Successful Mine Rescues in December

Always important to reflect on the lives saved. Here is a list throughout the years of succesful mine rescues:

1869 — December 18, 1869 – The East Sugar Loaf Colliery cave-in in Stockton, Pennsylvania claimed 10 lives on Dec. 18, 1869; only three bodies were ever recovered. The cave-in occurred at 5 a.m. when two houses were swallowed into the ground. A third home went into the subsidence and all but one person got out. It was a young girl who was later rescued from a rooftop. One outcome of the Stockton Mine cave-in was that houses were not built so close to mines after the incident.

1906 — Rescuers worked around the clock to release D. B. Hicks from his tomb in the Edison Tunnel near Bakersfield, California. Trapped there with five other miners on December 7, Hicks’ freedom finally came after his 16 day entrapment. He was the only survivor. On December 12, speaking through a pipe, Hicks told rescuers that he had survived on 40 cents of chewing tobacco. Victory finally came for his rescuers on December 22nd at 11:25 p.m.

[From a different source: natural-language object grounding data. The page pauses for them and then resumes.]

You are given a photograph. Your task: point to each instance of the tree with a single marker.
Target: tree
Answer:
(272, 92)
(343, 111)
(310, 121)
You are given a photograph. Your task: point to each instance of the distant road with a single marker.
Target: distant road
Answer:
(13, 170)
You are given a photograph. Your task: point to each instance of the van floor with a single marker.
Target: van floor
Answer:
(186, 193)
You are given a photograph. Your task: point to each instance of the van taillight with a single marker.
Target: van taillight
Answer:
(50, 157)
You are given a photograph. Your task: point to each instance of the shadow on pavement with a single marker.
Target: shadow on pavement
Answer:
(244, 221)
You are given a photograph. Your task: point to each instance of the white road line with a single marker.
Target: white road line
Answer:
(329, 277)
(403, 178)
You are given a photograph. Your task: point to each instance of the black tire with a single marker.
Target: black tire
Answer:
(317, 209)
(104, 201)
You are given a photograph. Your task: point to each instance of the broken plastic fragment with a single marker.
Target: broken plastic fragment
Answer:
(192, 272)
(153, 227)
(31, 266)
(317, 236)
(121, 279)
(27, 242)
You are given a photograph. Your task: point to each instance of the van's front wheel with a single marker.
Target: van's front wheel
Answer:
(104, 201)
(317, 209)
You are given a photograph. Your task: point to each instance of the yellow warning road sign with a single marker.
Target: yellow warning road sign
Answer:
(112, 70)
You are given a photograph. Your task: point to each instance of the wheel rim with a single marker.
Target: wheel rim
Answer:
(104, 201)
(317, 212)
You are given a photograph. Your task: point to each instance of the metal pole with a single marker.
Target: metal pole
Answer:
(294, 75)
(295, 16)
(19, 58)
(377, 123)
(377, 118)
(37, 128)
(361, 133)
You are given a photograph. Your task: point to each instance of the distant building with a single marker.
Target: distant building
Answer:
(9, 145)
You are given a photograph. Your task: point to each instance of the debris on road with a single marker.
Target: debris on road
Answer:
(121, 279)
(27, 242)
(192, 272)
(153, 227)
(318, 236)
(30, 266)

1911 — Four miners were found alive after an undisclosed period following an explosion in the Cross Mountain mine at Briceville, Tennessee. Discovery of Andrew Johnson was made when a dead miner was found in a sitting position in one of the interior chambers. Johnson and the other three were suffering from black damp.

1915 — A rock slide choked the main gangway in the Newcastle Mine of the Pacific Coast Coal Company near Seattle, Washington, trapping Thomas Zathias for nine hours. Rescuers expected to find his crushed body when they broke through the 60 feet of debris, but instead, they found him calmly sitting on his dinner bucket, awaiting deliverance.

1940 — December 31, 1940 — 18 hours after a 70-foot roof fall entrapment in the Rochester & Pittsburgh Coal Company’s Kent No. 2 Mine in McIntyre, PA, the following miners were rescued: Edgar Swan, Louis Canton, J. Fulmer, Leland Stutchell and Paul Cochran. Six months later, a mine explosion in the Kent No. 2 mine would take the lives of 7 miners.

1950 — His life saved by the same huge beam that kept him prisoner for 54 hours, John Wolti was freed from his tomb by rescuers in the Big 4 coal mine at Selleck, Washington. Wolti was brought out of the mine with a crushed arm and suffering from shock and was expected to be hospitalized for a week to ten days.

1951 — One miner, Cecil Sanders, was rescued after 60 hours from the Orient No. 2 coal mine in West Frankfort, Illinois following an explosion which killed 119. At that time, this disaster was the nation’s worst in the preceding 23 years.

1957 — Fourteen miners were rescued after more than five hours following an explosion at a Pocahontas Fuel Company No. 31 mine near Amonate, Virginia. Eleven miners died in the blast. The mine is officially listed as being located in McDowell County, West Virginia.

1960 — John Wolti was rescued 54½ hours following a roof fall accident at the Big 4 Coal Mine in Selleck, Washington. Wolti had been given up for dead the day before his rescue when workers heard his voice, renewing their efforts to reach him.

1970 — Loren Hinkle was rescued after his 24-hour entombment following a roof fall in the Leckie Coal Company mine near Anjean, West Virginia. Rescuers delivered water and orange juice through a two-inch emergency air vent while they dug him out. Killed in the accident were R. B. Crookshanks and Charles Pitzenbarger. Ironically, Hinkle previously escaped death in a mine fire and another roof collapse.

1987 — Charles Simpson, Jr. was rescued 19 hours after a roof fall accident at the Slate Top Coal Company mine near Woodbine, Kentucky.